The resulting strand-like water-containing silica is placed in a centrifuge filter and while it is drained, pure water is added for washing, until the pH of the filtrate is about 4.5.

The resulting solid is removed and at 150 ° C. Dried for 6 hours, taking 150 g of silica with a water content of 3%.

The existing in the water-containing silica those impurities are given in Table I.

Table I (unit: ppm)

The water-containing silica obtained in this example re has a purity that is almost equal to or higher than is the purity of hydrated silica that one obtained by a known method in which the mate is fed directly into the mineral acid phase, wäh rend the nozzle or stirred the mineral acid phase to block the material loading opening to prevent.

Example 2

Water glass is extruded using the same method Proceed as in Example 1, except that n-hexane  place of n-pentane is used. The extruded what However, glass remains in the n-hexane layer without it through the boundary layer of n-hexane and sulfuric acid goes through. Even if the speed of the roller pump pe is reduced to half, the results are the same.
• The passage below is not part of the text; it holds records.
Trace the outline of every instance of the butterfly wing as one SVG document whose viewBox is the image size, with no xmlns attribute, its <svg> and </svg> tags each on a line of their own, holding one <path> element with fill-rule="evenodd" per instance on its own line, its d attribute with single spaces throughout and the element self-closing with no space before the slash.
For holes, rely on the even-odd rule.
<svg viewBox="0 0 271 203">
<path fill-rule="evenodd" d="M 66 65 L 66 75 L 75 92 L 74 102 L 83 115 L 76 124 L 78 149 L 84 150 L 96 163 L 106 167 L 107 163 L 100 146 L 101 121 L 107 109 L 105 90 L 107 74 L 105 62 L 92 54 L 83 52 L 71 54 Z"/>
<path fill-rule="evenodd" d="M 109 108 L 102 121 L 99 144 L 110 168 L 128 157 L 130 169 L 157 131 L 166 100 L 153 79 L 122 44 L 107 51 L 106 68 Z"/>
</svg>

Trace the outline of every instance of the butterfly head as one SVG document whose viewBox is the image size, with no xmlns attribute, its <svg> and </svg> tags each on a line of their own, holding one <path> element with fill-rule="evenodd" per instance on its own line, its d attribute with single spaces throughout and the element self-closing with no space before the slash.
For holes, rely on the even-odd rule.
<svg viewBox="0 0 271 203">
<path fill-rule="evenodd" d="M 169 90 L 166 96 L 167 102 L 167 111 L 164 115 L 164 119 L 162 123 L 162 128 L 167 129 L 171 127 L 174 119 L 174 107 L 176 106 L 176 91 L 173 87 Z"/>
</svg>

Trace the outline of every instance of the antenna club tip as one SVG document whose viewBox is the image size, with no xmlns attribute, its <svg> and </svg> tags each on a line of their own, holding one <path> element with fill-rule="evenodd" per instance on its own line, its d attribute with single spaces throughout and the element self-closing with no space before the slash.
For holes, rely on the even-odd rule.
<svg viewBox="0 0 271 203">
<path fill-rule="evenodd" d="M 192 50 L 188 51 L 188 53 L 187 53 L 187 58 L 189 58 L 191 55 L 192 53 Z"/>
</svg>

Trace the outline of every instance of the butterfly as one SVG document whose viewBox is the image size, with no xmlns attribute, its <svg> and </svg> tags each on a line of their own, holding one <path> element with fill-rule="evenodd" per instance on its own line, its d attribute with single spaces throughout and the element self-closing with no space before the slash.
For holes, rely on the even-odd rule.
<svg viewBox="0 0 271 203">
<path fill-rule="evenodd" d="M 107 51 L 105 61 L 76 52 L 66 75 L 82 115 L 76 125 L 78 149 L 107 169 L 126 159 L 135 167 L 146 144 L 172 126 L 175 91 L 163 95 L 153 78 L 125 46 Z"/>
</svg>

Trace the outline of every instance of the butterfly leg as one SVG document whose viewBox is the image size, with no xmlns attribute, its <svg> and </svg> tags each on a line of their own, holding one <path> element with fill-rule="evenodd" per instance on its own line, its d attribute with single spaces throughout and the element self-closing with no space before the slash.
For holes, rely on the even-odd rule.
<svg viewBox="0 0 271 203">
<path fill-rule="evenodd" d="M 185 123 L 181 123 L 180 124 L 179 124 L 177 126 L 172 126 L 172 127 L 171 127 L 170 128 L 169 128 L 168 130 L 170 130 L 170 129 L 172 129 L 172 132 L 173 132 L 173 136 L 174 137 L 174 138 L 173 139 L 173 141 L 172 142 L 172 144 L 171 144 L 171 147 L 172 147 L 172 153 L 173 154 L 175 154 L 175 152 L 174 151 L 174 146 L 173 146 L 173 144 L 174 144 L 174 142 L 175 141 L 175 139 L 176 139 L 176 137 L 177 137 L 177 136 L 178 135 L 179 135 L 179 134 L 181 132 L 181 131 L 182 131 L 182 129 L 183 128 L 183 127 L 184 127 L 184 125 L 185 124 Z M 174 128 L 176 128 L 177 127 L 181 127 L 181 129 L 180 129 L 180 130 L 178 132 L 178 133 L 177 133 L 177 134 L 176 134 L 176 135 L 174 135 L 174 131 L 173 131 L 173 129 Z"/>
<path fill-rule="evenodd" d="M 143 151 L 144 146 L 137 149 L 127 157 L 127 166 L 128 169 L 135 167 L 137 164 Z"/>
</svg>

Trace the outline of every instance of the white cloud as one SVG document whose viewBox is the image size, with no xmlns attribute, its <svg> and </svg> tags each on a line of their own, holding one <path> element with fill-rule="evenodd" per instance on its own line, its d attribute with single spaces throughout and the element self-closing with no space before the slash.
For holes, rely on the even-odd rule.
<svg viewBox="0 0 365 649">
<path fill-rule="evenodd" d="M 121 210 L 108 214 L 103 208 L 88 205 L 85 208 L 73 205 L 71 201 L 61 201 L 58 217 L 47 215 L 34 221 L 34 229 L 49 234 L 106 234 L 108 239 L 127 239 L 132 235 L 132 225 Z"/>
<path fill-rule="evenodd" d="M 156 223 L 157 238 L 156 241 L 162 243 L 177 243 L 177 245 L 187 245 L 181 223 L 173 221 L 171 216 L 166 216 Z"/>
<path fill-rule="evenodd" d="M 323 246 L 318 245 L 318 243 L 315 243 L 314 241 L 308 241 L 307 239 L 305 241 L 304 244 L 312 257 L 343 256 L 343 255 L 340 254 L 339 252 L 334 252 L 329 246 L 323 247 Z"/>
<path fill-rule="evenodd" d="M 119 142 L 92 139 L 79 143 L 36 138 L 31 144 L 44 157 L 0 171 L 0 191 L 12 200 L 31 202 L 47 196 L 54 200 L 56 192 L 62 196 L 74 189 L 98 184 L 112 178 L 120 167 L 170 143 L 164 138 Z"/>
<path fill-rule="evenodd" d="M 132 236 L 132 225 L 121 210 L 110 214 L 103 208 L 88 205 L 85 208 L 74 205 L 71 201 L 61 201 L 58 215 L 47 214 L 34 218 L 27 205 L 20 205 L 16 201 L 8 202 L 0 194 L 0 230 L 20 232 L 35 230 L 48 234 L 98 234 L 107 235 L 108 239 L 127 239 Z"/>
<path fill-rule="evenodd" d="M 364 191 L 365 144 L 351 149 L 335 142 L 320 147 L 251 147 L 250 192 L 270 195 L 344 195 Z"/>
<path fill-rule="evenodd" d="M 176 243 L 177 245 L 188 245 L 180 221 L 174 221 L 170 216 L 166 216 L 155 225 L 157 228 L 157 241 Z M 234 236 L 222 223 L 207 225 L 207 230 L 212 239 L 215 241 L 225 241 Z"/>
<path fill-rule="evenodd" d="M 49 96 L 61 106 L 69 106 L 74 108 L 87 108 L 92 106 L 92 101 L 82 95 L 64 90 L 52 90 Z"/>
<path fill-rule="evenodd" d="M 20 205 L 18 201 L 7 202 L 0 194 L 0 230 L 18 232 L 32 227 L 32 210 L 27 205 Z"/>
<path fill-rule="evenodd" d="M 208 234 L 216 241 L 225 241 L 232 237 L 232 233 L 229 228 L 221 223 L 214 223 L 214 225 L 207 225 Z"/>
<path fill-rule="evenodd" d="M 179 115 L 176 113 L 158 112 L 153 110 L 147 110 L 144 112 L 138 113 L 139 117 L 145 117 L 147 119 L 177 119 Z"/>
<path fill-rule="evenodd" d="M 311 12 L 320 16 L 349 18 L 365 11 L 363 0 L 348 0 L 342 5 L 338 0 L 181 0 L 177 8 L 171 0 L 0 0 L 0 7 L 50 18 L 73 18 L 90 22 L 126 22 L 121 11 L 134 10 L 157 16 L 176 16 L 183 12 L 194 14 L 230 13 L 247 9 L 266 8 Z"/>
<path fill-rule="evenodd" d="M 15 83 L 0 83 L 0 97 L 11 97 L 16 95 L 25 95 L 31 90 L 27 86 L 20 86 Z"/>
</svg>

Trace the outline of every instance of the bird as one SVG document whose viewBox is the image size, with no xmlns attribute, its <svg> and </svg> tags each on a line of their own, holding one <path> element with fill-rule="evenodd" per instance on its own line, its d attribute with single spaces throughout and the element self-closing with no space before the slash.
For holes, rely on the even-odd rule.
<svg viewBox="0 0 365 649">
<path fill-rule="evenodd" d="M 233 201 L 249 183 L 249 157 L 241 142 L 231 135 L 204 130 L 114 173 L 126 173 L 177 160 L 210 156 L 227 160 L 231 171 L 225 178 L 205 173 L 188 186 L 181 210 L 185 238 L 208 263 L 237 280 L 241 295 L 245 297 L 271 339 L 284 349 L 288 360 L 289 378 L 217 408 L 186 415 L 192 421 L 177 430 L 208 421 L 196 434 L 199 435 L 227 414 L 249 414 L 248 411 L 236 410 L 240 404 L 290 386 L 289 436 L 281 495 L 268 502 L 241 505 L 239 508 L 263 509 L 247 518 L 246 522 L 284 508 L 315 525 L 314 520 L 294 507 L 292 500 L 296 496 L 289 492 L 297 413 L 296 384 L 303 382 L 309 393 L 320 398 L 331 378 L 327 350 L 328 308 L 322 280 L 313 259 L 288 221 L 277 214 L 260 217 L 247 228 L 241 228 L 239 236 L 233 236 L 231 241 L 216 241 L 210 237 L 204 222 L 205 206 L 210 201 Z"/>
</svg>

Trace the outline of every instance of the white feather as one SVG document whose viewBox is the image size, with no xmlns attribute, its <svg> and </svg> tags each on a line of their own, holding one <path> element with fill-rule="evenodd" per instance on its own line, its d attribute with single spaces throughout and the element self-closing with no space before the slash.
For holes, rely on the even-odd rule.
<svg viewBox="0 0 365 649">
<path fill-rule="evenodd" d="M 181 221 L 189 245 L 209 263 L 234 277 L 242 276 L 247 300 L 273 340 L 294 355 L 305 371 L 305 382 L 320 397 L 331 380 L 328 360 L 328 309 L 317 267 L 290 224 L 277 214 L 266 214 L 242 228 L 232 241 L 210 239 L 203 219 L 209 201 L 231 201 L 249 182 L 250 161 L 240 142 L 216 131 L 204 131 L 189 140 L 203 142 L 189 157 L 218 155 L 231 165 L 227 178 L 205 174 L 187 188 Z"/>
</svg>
If a nozzle with a hole is used instead of the nozzle with 15 holes used and extruded 80 g water glass for 5 minutes dated (flow rate: about 40 cm / s), that falls Water glass on the mineral acid layer and reacts as in Example 1 to form water-containing silica. The resulting water-containing silica is then as in Example 1 washed, using water-containing silica with high purity. The amounts of contaminants which are present in the water-containing silica almost the same as those given in Table I.

Claims (7)

1. A process for the preparation of water-containing silica by introducing a liquid water-containing alkali metal silicate material with a water content of 50 to 72% by weight and an SiO ₂ content of 21 to 37% by weight, based on the total weight of the material, into a mineral acid phase from a material feed opening, the condensation reaction of the silanol groups of the liquid water-containing silicate material being induced, beginning at their surface, and the liquid water-containing silicate material being converted into porous water-containing silica, removal of the silica, heating in mineral acid, washing, filtering and drying , characterized in that the material from the material feed opening is passed through a liquid buffer phase, which consists of a liquid which does not react with the mineral acid and the water-containing silicate and is immiscible with it, into the mineral acid phase. 2. The method according to claim 1, characterized records that the liquid water-containing silicate material is introduced by placing it in the mineral acid phase extruded from a nozzle in the liquid Buffer phase is present. 3. The method according to claim 2, characterized records that the extruded material has a shape with a minimum size of 50 µm to 10 mm. 4. The method according to claim 1, characterized  records that the liquid buffer phase from a liquid low hydrocarbon. 5. The method according to claim 4, characterized indicates that the low hydrocarbon n- Is pentane or n-hexane. 6. The method according to claim 1, characterized records that the liquid water-containing silicate material by extrusion in the form of a strand into the buffer phase is directed. 7. The method according to claim 6, characterized records that the strand-like material one Has a minimum diameter of 50 µm to 10 mm.